EpisodicMemory(embeddings: Embeddings | None = None, collection_name: str = 'episodic_memory')

Vector-backed episodic store with timestamped retrieval.

Source code in src/agentic_architectures/memory/episodic.py
def __init__(
    self,
    embeddings: Embeddings | None = None,
    collection_name: str = "episodic_memory",
) -> None:
    self._vector = VectorMemory(embeddings=embeddings, collection_name=collection_name)
    self._episodes: list[Episode] = []

record

record(episode: Episode | str, **metadata: Any) -> None

Add an episode to memory (string is converted to a default Episode).
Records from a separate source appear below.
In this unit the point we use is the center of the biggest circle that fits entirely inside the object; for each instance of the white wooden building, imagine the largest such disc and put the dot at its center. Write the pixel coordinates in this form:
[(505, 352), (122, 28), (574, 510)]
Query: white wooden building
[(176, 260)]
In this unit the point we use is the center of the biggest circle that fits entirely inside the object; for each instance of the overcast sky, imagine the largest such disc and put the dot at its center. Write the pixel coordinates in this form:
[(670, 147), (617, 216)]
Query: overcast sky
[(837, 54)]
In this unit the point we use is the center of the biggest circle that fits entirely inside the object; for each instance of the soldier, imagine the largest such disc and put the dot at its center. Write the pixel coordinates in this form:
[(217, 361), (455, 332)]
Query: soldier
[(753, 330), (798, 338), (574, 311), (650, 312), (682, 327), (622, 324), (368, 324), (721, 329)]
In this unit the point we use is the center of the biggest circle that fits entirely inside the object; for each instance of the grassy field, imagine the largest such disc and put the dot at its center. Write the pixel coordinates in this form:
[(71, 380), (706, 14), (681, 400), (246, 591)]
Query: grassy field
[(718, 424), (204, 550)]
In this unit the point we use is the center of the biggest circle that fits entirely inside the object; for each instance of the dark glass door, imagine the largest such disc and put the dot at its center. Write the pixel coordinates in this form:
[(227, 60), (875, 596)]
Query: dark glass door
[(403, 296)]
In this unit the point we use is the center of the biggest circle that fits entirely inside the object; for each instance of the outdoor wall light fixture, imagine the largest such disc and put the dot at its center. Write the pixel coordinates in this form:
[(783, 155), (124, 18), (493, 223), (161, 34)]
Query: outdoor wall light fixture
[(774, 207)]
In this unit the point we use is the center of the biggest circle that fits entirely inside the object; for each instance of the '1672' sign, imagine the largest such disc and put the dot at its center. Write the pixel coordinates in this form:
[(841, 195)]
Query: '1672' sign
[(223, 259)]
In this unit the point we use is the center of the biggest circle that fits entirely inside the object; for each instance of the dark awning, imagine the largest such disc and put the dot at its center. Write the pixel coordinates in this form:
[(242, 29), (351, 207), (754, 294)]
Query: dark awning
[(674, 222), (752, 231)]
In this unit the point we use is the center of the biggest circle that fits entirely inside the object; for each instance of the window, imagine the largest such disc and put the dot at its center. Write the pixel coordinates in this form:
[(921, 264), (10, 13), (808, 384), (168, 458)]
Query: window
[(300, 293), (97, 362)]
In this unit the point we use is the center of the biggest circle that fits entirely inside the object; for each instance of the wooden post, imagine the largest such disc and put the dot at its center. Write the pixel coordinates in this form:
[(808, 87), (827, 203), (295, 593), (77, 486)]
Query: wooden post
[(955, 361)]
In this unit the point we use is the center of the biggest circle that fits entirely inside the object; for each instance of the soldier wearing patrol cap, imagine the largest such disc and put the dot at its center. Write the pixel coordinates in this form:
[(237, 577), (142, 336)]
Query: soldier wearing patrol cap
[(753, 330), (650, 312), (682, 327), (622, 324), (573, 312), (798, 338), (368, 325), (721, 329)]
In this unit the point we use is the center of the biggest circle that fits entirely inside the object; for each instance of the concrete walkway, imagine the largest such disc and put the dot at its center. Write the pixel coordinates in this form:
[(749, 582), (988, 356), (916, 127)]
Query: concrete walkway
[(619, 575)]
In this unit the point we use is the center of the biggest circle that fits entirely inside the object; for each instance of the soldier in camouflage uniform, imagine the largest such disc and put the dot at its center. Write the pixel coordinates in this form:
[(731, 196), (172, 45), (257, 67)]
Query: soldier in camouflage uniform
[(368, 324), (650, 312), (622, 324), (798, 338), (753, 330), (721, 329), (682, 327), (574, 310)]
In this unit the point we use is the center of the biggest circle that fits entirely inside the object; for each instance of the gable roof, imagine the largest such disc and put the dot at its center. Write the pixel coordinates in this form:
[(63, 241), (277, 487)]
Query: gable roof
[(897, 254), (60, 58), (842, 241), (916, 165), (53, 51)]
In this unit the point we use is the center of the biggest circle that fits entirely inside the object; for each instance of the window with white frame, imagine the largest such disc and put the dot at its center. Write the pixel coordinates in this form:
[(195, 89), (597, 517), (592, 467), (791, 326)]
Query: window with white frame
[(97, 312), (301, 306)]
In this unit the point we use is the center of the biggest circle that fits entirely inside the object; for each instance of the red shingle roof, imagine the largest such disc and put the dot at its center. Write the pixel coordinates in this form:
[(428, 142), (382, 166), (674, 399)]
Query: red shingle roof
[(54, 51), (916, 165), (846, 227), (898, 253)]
Source code in src/agentic_architectures/memory/episodic.py
def record(self, episode: Episode | str, **metadata: Any) -> None:
    """Add an episode to memory (string is converted to a default Episode)."""
    from langchain_core.documents import Document

    ep = episode if isinstance(episode, Episode) else Episode(content=episode, metadata=metadata)
    self._episodes.append(ep)
    self._vector.add([Document(page_content=ep.content, metadata={**asdict(ep), **ep.metadata})])

recall

recall(query: str, k: int = 5) -> list[Episode]

Retrieve the k most semantically similar past episodes.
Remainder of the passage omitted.